Protesto contra as rádios de Beagá

Tatuagem bonita de alguma outra fã de rádios.

Tatuagem bonita de alguma outra fã de rádios.

Gosto muito de escutar rádio. Meu primeiro (e único) estágio foi em uma rádio, a UFMG Educativa (104,5 FM), e foi uma experiência maravilhosa. A dinâmica das rádios é legal, a notícia é o mais hard possível, tem muita prestação de serviço. Eu tinha muita dúvida entre trabalhar em rádio ou em jornal impresso. E eu sou doida com música, como quem frequenta este blog sabe bem, então sempre que estou em casa ou no carro, a caminho do jornal, estou escutando alguma música. Enquanto escrevo este post, estou com a rádio Inconfidência (100,9 FM) sintonizada e, neste exato momento, toca Paralamas do Sucesso (e toca também a britadeira de uma obra ao lado do meu prédio).

E a rádio tem uma vantagem sobre CDs, LPs e até sobre um pen drive lotado de MP3s gravados: o fator surpresa.

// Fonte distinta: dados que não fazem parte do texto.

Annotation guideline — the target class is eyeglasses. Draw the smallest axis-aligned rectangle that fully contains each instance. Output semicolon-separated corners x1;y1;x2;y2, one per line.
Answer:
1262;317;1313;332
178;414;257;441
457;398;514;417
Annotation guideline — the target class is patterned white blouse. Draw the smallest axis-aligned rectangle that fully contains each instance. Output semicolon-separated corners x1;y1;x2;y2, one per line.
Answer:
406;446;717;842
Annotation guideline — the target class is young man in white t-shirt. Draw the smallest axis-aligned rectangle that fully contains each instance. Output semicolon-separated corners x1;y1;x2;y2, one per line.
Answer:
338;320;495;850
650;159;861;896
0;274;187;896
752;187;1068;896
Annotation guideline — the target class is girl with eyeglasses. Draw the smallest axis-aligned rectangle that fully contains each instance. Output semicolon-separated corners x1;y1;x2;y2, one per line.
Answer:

Deixo dois pen drives, cada um com capacidade para 1.000 músicas, dentro do carro. Mas já enjoei dos dois, mesmo ouvindo em modo “random”. Não vejo a hora de subir com eles e dar uma variada nas gravações. Já a rádio vive me pegando de surpresa. Me apresentando novos sons ou resgatando músicas que eu nem lembrava que existiam. Programas como o Bazar Maravilha (um dos melhores programas de rádio do país), apresentado pelo Tutti, sempre dão oportunidade a novos talentos de Minas e do Brasil, que estão apenas começando a carreira. Sem contar que também é uma surpresa boa ouvir aquela música que eu adoro, que tem no pen drive e no celular, mas sendo tocada por decisão de um programador que nem me conhece. É um tipo de veículo que acho que nunca vai acabar, mesmo com séculos de avanço tecnológico.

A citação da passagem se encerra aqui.